Research in the Jeanne Clark Lab covers a wide range of fields, employing various research techniques, methods and procedures to generate and disseminate the knowledge required to prevent disease and its consequences. Our most recent research program, Look AHEAD, focuses on the health of overweight volunteers with type 2 diabetes. We are examining the long-term effects of an intensive lifestyle intervention program designed to achieve and maintain weight loss by decreased caloric intake and increased physical activity.

The clinical development of novel immune and stem cell therapies calls for suitable methods that can follow the fate of cells non-invasively in humans at high resolution. The Bulte Lab has pioneered methods to label cells magnetically (using tiny superparamagnetic iron oxide nanoparticles) in order to make them visible by MR imaging. While the lab is doing basic bench-type research, there is a strong interaction with the clinical interventional radiology and oncology groups in order to bring the methodologies into the clinic.

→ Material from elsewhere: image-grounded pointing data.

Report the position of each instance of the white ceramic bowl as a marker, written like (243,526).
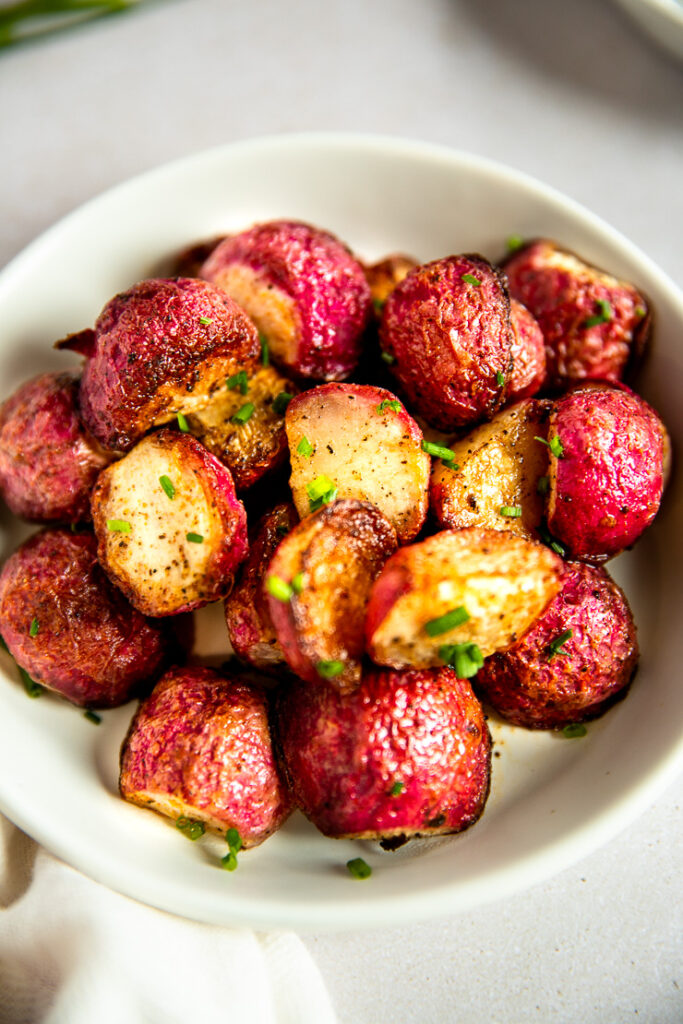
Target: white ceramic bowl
(552,800)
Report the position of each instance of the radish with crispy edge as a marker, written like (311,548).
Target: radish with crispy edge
(573,662)
(200,749)
(48,462)
(355,440)
(170,530)
(161,348)
(318,585)
(304,291)
(594,326)
(249,624)
(407,754)
(528,354)
(458,590)
(498,477)
(445,331)
(606,470)
(244,424)
(70,629)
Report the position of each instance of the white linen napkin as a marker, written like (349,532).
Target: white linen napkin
(74,952)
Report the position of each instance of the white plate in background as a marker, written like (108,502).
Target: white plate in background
(553,800)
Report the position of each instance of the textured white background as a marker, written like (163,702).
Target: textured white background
(572,94)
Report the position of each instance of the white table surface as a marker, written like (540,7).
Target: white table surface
(568,92)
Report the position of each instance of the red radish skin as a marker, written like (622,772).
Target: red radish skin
(304,291)
(446,328)
(89,645)
(48,463)
(531,687)
(606,487)
(200,748)
(407,754)
(161,348)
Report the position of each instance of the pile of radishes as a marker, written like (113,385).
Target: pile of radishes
(401,478)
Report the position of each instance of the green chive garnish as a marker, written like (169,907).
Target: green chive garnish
(357,868)
(240,381)
(167,484)
(265,351)
(555,646)
(466,658)
(244,414)
(118,525)
(304,448)
(279,588)
(438,451)
(603,315)
(511,511)
(297,583)
(328,670)
(388,403)
(555,444)
(193,829)
(32,688)
(281,401)
(450,621)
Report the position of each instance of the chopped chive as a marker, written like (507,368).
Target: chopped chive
(32,688)
(574,730)
(603,315)
(357,868)
(304,448)
(297,583)
(279,588)
(466,658)
(118,525)
(167,484)
(511,511)
(438,451)
(318,487)
(191,829)
(265,351)
(555,444)
(328,670)
(238,381)
(555,646)
(281,401)
(457,616)
(244,414)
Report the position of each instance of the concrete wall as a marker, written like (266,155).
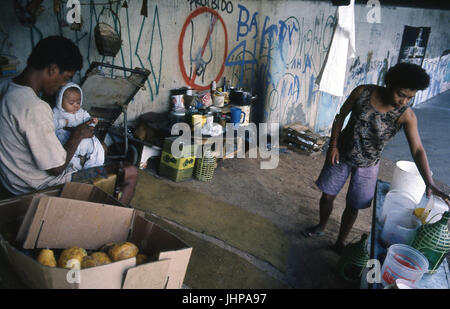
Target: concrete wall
(272,48)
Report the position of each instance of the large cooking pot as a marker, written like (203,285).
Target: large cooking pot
(240,97)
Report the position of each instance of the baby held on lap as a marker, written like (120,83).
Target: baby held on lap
(69,113)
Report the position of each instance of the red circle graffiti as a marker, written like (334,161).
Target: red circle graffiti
(191,82)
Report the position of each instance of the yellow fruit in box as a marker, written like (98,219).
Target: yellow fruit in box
(88,262)
(105,248)
(141,259)
(95,259)
(71,256)
(123,251)
(101,257)
(47,257)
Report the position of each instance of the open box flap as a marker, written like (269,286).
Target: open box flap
(29,215)
(148,276)
(88,193)
(63,223)
(166,244)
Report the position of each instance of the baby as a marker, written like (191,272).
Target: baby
(68,113)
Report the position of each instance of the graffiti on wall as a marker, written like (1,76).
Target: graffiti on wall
(200,52)
(283,58)
(439,70)
(218,5)
(414,44)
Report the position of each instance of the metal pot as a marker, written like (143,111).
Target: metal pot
(240,97)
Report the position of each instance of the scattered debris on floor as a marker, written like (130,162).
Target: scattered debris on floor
(301,139)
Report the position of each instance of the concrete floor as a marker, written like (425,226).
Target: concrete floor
(288,198)
(433,118)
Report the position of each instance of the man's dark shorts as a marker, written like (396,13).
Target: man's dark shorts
(362,182)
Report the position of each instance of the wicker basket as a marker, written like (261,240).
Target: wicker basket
(204,167)
(107,40)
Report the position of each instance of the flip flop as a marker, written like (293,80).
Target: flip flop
(310,233)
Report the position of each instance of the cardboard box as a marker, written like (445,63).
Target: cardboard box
(83,215)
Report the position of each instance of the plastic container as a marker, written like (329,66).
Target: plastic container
(396,200)
(403,262)
(407,178)
(400,228)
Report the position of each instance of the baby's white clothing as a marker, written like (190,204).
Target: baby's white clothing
(91,148)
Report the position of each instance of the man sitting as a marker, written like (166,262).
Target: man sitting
(31,156)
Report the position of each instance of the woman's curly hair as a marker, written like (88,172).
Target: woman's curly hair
(407,75)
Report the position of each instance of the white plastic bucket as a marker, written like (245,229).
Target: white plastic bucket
(397,200)
(438,207)
(407,178)
(403,262)
(400,228)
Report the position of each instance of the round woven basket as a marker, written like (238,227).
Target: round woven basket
(107,40)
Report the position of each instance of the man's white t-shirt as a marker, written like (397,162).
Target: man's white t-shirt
(28,143)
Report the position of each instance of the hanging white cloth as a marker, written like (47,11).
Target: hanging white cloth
(331,78)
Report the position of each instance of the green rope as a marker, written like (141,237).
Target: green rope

Research in the Jeffrey Dodd-o Lab aims to better understand the contributing factors of lung ischemia/reperfusion injuries and the role these injuries play in the lung dysfunction of patients soon after cardiopulmonary bypass surgery. We have created an ischemia/reperfusion model in a spontaneously breathing mouse that they use with an in situ mouse lung preparation to identify cardiopulmonary interactions that impact reperfusion-related lung injury. We are working to characterize the influence of atrial natriuretic peptide (ANP) on lung microvascular permeability.

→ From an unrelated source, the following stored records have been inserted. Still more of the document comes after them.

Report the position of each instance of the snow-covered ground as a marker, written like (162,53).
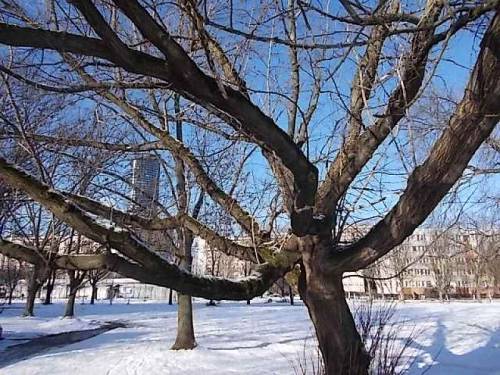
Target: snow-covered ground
(461,338)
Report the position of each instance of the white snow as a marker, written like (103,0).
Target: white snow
(460,338)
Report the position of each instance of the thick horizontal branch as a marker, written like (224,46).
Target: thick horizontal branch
(20,252)
(124,219)
(72,89)
(197,86)
(171,277)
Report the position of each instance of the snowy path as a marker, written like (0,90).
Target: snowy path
(19,352)
(461,338)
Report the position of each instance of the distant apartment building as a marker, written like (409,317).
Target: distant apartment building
(435,263)
(145,184)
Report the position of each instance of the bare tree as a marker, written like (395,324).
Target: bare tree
(125,45)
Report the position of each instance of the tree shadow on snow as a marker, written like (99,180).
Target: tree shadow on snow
(438,359)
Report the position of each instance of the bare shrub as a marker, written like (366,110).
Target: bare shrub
(381,334)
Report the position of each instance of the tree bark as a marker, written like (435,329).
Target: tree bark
(185,330)
(50,287)
(69,311)
(93,295)
(36,281)
(11,293)
(340,344)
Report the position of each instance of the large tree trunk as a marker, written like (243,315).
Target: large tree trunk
(340,344)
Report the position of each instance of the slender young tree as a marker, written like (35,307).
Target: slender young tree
(391,49)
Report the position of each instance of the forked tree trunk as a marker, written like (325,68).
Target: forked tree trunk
(339,341)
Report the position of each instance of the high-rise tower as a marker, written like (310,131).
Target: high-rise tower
(145,184)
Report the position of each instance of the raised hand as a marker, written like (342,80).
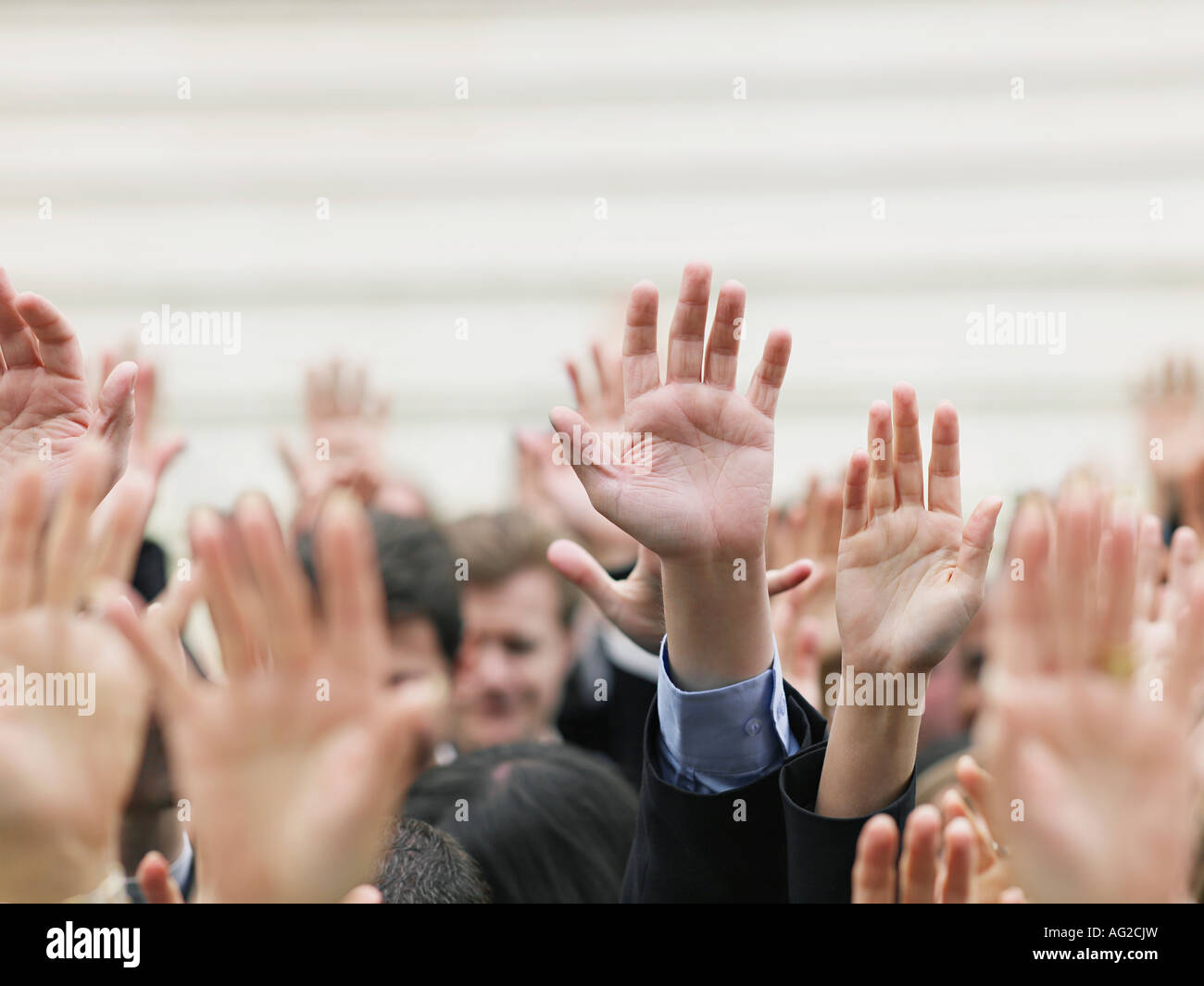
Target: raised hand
(690,478)
(926,872)
(1094,793)
(992,881)
(909,578)
(347,419)
(295,768)
(65,767)
(44,407)
(694,483)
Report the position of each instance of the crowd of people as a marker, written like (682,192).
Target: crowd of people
(645,680)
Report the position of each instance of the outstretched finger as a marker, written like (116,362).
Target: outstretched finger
(641,366)
(56,341)
(882,468)
(908,449)
(722,347)
(689,325)
(767,378)
(874,869)
(946,464)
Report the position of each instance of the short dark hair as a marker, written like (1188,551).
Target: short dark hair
(418,571)
(548,822)
(426,866)
(502,544)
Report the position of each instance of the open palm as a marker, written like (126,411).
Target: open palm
(909,578)
(306,755)
(691,476)
(44,406)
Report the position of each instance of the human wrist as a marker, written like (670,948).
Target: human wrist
(717,617)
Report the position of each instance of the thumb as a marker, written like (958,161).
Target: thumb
(156,880)
(585,572)
(598,481)
(113,421)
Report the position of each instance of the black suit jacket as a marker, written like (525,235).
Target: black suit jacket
(758,842)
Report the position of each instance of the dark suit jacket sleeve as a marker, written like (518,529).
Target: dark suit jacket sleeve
(820,852)
(757,842)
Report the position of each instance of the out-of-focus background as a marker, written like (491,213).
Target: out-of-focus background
(460,193)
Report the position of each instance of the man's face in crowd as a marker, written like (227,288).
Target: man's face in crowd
(513,661)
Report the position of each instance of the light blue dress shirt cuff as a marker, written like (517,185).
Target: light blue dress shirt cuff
(723,738)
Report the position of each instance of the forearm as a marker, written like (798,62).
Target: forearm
(718,626)
(871,757)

The Jennifer Foulke-Abel Lab engages in basic and translational research focused on how intestinal epithelia interface with their environment. Our work is powered by human adult stem cell-derived intestinal organoids, which capture the unique genetic and phenotypic traits of an individual and enable a personalized approach to understanding epithelial pathophysiology. One project in the lab centers on dissecting the factors involved in mucosal recognition of pathogenic bacteria with the goal to optimize vaccine engineering. A second area of interest is characterizing the altered intestinal stem cell programming associated with dietary nutrient absorption and hormone secretion in obesity to tailor weight-loss therapies.

Research in the Jennifer Lee-Summers Lab explores cerebrovascular autoregulation, particularly during anesthesia. Our previous studies have examined cerebrovascular autoregulation and blood flow in patients with hypothermia, in neonatal patients with hypoxic-ischemic encephalopathy and in pediatric patients with moyamoya disease.

Research in the Jeremy Greene Lab focuses on the history of disease and the ways that medical technologies affect our understanding of what it means to be sick, healthy, normal or abnormal. Particular areas of interest include 20th century clinical medicine, pharmaceuticals, medical technology, medical anthropology and global health.